Au-delà de l'opposition entre écoles privées et écoles publiques
Les inégalités du système éducatif britannique ne sont pas uniquement liées à la présence d'écoles privées. Un facteur géographique est en effet à prendre en compte, puisqu’en Grande-Bretagne les élèves fréquentent les établissements publics en fonction de leur lieu d'habitation. Les écoles publiques qui ont une excellente réputation se trouvent généralement dans les quartiers les plus favorisés, et accueillent donc des élèves issus de familles aisées qui ont les moyens d'habiter dans lesdits quartiers. La question se pose donc de savoir quels sont les élèves les plus privilégiés parmi ceux qui fréquentent une excellente école publique car leurs parents ont les moyens de s'acheter une maison très onéreuse, ou ceux qui intègrent une école privée dont les coûts de scolarité sont particulièrement élevés. Une étude réalisée en août 2014 par la banque Llyods a montré que certains parents étaient prêts à payer jusqu'à un demi-million de livres pour habiter dans un secteur permettant à leurs enfants d'intégrer de très bonnes écoles publiques.
Écoles privées vs. écoles publiques : quelles réelles différences ?
Les élèves britanniques prennent un tournant important à l'âge de 16 ans, deux ans avant de passer leurs examens finaux (A-Level). C'est en effet à ce moment qu'ils doivent choisir dans quelles études universitaires ils souhaitent s'engager, et donc quelle université ils aimeraient intégrer. Ce choix est crucial car il conditionne les matières qu’ils vont étudier et qui vont leur permettre ou non d'intégrer le cursus universitaire qu'ils désirent. Plus les matières sont sollicitées par les étudiants, plus la sélection est rude. Des choix stratégiques sont donc à faire, ce dont sont bien conscientes les écoles privées. Ces dernières entretiennent des liens étroits avec les plus prestigieuses universités de Grande-Bretagne et sont au fait de l'exigence dont elles font preuve concernant l'admission de leurs futurs étudiants. Les professeurs des écoles privées sont ainsi plus à même de conseiller leurs élèves et de les conduire vers les filières ou universités où ils ont le plus de chances de réussir. Des statistiques révèlent que les écoles privées présentent généralement moins de candidats mais font mieux que les écoles publiques.
La notion d’« utilité publique » justifiée par les écoles privées à travers l’attribution de bourses
La méritocratie est une valeur forte dans le système éducatif britannique et elle est favorisée par de nombreuses écoles privées à travers l’attribution de bourses pour les élèves les plus méritants.
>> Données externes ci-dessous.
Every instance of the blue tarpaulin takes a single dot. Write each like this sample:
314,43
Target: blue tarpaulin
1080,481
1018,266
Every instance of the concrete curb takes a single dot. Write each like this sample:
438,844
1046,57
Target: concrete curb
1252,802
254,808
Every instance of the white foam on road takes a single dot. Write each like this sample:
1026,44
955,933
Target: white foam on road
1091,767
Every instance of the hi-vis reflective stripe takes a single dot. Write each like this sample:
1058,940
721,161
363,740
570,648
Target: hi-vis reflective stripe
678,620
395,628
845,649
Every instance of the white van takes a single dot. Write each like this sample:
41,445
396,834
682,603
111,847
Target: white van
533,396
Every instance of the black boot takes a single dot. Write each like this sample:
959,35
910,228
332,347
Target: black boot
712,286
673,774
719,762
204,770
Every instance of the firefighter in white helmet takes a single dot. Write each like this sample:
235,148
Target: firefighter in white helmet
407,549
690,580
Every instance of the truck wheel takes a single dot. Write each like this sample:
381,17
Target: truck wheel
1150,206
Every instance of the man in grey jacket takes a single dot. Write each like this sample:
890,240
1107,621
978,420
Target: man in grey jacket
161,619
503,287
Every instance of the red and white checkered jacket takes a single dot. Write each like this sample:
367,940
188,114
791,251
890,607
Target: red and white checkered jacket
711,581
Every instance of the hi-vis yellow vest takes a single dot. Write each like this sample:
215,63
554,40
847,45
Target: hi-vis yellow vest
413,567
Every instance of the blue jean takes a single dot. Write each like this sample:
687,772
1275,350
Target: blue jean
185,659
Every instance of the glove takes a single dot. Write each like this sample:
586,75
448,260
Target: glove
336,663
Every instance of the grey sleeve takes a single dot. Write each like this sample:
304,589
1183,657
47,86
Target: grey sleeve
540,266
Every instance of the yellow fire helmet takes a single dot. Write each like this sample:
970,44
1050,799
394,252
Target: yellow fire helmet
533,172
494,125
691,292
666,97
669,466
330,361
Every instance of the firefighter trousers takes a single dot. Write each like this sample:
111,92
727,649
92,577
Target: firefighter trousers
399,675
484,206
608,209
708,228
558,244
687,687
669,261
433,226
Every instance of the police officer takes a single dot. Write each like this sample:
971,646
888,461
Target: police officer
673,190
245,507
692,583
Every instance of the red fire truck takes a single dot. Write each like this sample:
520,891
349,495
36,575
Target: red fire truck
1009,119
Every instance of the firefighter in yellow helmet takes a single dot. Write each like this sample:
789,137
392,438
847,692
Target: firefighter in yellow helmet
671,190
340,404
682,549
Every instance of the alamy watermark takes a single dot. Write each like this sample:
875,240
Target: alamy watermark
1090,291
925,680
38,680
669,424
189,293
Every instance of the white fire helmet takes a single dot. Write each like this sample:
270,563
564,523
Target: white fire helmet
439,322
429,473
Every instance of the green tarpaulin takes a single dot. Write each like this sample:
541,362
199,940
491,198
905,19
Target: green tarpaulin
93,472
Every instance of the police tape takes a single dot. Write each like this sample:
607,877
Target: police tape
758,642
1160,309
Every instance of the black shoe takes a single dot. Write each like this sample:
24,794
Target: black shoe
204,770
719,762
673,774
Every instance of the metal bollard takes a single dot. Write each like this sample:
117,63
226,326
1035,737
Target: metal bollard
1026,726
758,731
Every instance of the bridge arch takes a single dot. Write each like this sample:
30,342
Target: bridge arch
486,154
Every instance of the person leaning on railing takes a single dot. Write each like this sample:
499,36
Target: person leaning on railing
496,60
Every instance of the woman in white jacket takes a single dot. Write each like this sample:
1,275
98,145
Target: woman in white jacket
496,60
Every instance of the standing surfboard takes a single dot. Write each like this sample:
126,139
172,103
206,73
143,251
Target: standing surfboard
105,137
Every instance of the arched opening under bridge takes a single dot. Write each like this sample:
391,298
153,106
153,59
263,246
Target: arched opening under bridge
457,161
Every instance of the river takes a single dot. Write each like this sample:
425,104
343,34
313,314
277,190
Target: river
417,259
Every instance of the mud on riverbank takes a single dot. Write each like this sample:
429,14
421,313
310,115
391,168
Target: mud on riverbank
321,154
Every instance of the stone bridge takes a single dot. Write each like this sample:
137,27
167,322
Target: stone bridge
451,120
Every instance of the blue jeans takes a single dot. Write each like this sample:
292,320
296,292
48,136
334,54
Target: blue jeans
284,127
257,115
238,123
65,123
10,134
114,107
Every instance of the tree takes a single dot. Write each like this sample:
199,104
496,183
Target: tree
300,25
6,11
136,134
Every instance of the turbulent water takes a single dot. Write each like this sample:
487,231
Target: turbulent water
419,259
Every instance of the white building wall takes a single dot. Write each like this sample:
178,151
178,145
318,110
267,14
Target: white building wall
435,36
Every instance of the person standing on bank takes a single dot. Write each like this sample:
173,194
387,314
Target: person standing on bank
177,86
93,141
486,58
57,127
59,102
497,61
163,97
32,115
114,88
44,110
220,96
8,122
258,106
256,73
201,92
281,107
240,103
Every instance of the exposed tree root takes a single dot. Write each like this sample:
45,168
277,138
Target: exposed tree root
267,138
Ces bourses sont mises en avant par les opposants de Tristram Hunt qui les considèrent comme d’une plus grande « utilité publique » que les partenariats tissés entre écoles publiques et écoles privées. Permettant de réduire les frais de scolarité, voire de les supprimer pour certains élèves, les bourses seraient ainsi le moyen d’offrir de réelles opportunités aux étudiants.
Un argument qui ne tient pas la route selon certains professeurs, qui considèrent que l’attribution de bourses est un moyen pour les écoles privées d’attirer les meilleurs élèves du pays. Un nombre important de Britanniques semble du même avis et approuve les propos de Tristram Hunt. Selon un récent sondage réalisé par l’institut YouGov, 41% d’entre eux souhaiteraient que soient supprimés les avantages fiscaux dont bénéficient actuellement les écoles privées de Grande-Bretagne.
Remettre en cause les avantages fiscaux dont bénéficient les établissements privés peut être considéré comme un premier pas pour enrayer les inégalités produites par le système éducatif britannique. Les inégalités sociales semblent toutefois être au cœur du problème, les élèves les plus favorisés se retrouvant dans les meilleures écoles du pays, fussent-elles privées ou publiques.